A special word of gratitude is to be extended to Dr. Gleason Archer for linguistic help; Dr. Edward Carnell for assistance in the chapter dealing with neo-orthodoxy; Dr. Wilbur Smith for many valuable suggestions throughout the book; Dr. Charles Feinberg for correcting the manuscript and giving valuable assistance in every way; Professor Walter Wessel for reading parts of the manuscript; Miss Inez McGahey for reading the manuscript for grammatical matters; Miss Barbara Pietsch for typing the manuscript; and to my wife for help on literary and grammatical matters.

We are grateful to God that this book in its first edition has been used in Christian schools literally around the entire world. Since the first edition we have rethought some problems, and read wider in hermeneutical literature. We have rewritten much of the book and changed the order of it in certain places.

The preaching and pulpit teaching in our land is not as yet sufficiently guided by a sound hermeneutics. One saying of Alexander Carson has stayed with us during most of this revision and could well be the theme of this revised edition:

No man has a right to say, as some are in the habit of saying, The Spirit tells me that such or such is the meaning of such a passage. How is he assured that it is the Holy Spirit, and that it is not a spirit of delusion, except from the evidence that the interpretation is the legitimate meaning of the words? ( Examination of the Principles of Biblical Interpretation , p. 23.)

PREFACE

St. Luke, in his record of what has been called by some the most beautiful chapter in all the Bible, the account of the walk of the risen Lord with the two disciples on the way to Emmaus, tells us that Jesus, beginning from Moses, and from all the prophets, interpreted to them in all the scriptures the things concerning himself. The word here translated interpreted is the Greek word diermeneuo . If we take away the two first letters, the prefix, and give a rough breathing to that initial letter e we have exactly the word from which our word hermeneutics is derived, meaning, then, the science of interpretation. (In the New Testament this word, in its various forms, may be found, e.g., in Matt. 1:23; Mark 5:41; 15:22,34; John 1:8,38; 9:7; Acts 4:36; 9:36; 13:8; I Cor. 12:10; 14:28; Heb. 7:2.) Hardly any study in the whole vast realm of intellectual life could be more important than the science of hermeneutics as applied to the Word of God, that which gives us an understanding of the eternal revelation of God to men.
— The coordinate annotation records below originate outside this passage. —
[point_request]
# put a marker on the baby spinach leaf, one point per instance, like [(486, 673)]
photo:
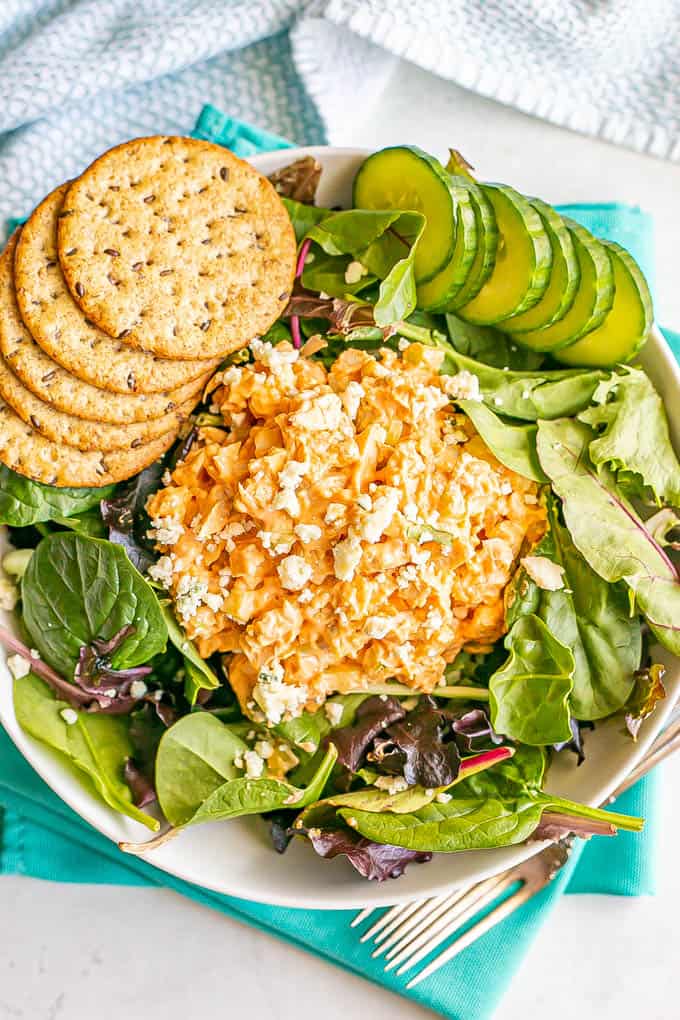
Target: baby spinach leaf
[(195, 757), (633, 435), (529, 695), (591, 617), (489, 346), (606, 528), (529, 395), (514, 446), (308, 730), (304, 217), (506, 813), (76, 590), (90, 522), (397, 297), (327, 273), (197, 778), (97, 745), (253, 797), (199, 674), (23, 502)]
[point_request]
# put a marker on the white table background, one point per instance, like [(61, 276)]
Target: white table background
[(88, 953)]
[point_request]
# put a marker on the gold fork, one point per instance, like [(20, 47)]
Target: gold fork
[(409, 932)]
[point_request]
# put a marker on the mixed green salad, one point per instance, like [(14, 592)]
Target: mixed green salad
[(547, 319)]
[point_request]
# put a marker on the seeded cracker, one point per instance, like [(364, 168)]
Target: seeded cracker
[(25, 451), (62, 427), (63, 332), (57, 387), (177, 247)]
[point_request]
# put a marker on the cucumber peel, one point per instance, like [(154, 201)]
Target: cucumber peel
[(591, 303), (626, 327), (565, 275), (442, 289), (523, 261), (406, 177)]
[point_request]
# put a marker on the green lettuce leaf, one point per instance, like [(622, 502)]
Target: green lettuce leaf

When such is absent not only have men misinterpreted the word, but they have taken falsehood out of the truth, and thus have deceived many when they should have led them out of darkness into light.
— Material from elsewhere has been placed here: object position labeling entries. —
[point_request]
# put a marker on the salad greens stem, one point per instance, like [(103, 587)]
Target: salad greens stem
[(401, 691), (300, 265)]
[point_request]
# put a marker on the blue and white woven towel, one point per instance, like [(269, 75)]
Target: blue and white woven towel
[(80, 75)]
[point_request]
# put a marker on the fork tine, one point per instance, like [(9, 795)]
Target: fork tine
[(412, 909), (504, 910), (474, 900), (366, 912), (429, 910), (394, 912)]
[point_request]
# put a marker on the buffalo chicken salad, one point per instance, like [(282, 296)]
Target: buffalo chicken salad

Half a century ago the great London preacher, Dr. Joseph Parker, delivered a sermon on the phrase, which being interpreted is, which he entitled The Interpreter.
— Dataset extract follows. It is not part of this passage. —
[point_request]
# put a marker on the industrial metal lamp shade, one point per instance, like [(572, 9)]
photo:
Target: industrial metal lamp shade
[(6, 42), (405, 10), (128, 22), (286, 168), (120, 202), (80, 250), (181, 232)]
Perchance most of the readers of this book have not seen a copy of this sermon, I would like in this preface to confront this generation of Bible students once again with the opening and closing paragraphs, from the heart and mind of him who did so much to awaken new interest in the Word of God in the London of another generation:

Which being interpreted,that is what we need: a man to tell us the meaning of hard words and difficult things and mysteries which press too heavily upon our staggering faith. The interpretation comes to us as a lamp, we instantly feel the comfort and the liberty of illumination. When we heard that word Emmanuel we were staggered; it was a foreign word to us, it brought with it no home associations, it did not speak to anything that was within us; but when the interpreter came, when he placed his finger upon the word and said to us. The meaning of this word is God with us, then we came into the liberty and into the wealth of a new possession.